As tendências de parqueamento para 2026 apontam para uma transformação dos espaços físicos em hubs tecnológicos e multifuncionais, integrados no conceito de Smart Cities.
E aqui parece residir a chave para um ordenamento urbano mais sustentável e amigo do ambiente e dos peões. Pode ainda parecer ficção científica, mas algumas destas possibilidades são já bem reais e aplicadas na prática.
O que veremos cada vez mais em 2026?
1. Hubs de Mobilidade e Sustentabilidade
Os parques deixam de ser apenas depósitos de carros para se tornarem centros de serviços, incluindo:
- Eletrificação obrigatória: Infraestruturas robustas para carregamento elétrico (EV) integrado com agendamento via app;
- Espaços multifuncionais: Áreas dedicadas a micromobilidade (bicicletas e trotinetes), pontos de recolha de encomendas e centros de apoio para apps de entrega;
- Parques dissuasores: Expansão de grandes parques nas periferias para reduzir o tráfego nos centros urbanos.
2. Digitalização e Automação
A experiência do utilizador vai focar-se cada vez mais na eliminação de barreiras físicas e filas de espera:
- Cancelas Inteligentes e ANPR: Reconhecimento automático de matrículas e TAGs que permitem a entrada e saída dos parques sem intervenção manual;
- Pagamentos digitais invisíveis: Pagamentos automáticos via carteiras digitais ou apps, similares ao funcionamento das portagens;
- Mapas de ocupação em tempo real: Sensores de IoT guiam os condutores diretamente às vagas livres, reduzindo o tempo de procura e a emissão de CO2.
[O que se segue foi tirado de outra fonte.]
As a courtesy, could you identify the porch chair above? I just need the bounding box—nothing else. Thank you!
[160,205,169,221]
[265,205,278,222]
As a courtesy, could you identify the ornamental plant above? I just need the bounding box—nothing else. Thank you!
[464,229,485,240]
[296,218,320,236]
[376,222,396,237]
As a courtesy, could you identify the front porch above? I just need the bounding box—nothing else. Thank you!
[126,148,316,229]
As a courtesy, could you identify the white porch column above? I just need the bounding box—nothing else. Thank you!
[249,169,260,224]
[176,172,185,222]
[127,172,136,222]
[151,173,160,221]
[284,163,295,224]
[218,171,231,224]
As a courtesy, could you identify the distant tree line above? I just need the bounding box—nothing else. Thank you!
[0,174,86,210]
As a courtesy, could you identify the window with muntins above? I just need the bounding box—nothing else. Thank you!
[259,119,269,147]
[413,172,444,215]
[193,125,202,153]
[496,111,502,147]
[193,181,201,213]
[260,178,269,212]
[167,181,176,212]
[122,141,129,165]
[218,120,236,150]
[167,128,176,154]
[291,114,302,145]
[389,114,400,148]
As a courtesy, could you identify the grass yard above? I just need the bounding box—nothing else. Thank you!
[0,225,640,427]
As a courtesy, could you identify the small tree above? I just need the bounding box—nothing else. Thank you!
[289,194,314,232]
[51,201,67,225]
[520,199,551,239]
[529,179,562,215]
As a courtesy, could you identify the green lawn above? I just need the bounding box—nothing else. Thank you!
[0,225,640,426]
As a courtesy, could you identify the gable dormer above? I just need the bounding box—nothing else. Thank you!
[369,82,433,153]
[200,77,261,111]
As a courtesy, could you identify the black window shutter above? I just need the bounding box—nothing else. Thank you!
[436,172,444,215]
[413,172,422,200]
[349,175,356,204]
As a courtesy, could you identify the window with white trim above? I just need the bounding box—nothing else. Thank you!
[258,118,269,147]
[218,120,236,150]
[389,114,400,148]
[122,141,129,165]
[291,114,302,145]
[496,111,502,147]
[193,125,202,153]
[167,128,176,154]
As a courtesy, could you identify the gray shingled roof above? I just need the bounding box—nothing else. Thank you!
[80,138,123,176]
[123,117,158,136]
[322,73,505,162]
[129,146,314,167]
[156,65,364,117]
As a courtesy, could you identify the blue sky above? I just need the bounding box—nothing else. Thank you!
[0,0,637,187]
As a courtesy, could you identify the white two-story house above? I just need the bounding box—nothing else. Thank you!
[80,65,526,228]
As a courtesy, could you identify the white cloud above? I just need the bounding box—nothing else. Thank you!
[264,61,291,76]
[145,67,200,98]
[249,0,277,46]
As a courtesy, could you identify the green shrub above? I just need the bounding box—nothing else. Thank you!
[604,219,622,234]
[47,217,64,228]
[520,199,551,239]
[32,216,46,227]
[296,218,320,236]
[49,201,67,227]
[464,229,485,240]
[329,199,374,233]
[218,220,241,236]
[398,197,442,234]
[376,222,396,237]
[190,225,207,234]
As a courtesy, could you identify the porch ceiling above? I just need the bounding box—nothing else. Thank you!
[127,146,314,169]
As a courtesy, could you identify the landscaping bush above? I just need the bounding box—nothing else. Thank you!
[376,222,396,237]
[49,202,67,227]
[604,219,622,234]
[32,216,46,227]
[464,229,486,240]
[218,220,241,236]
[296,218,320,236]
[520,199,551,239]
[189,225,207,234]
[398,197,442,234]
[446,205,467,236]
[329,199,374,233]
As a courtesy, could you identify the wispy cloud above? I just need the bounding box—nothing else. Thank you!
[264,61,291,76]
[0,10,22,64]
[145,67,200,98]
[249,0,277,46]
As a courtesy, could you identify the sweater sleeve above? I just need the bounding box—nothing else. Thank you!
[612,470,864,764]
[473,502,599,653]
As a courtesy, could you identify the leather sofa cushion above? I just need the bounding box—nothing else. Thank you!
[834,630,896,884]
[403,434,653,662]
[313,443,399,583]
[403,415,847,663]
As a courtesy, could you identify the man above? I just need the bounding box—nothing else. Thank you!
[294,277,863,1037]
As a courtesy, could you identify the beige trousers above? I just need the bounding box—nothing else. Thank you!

3. Inteligência Artificial e Gestão Preditiva
- Previsão de procura: Algoritmos de IA antecipam picos de utilização, permitindo uma gestão dinâmica de preços e equipas;
- Agentes de IA: O veículo ou assistente pessoal poderá "conversar" com o sistema do parque para reservar um lugar antes mesmo de chegar ao destino.
4. Mudanças Regulatórias
- Fim de Isenções: Em cidades de maior dimensão, os veículos elétricos podem perder benefícios de estacionamento gratuito, aumentando a necessidade de sistemas de gestão mais precisos;
- Critérios ESG: A sustentabilidade energética (painéis solares e iluminação LED inteligente) passou de tendência a critério obrigatório.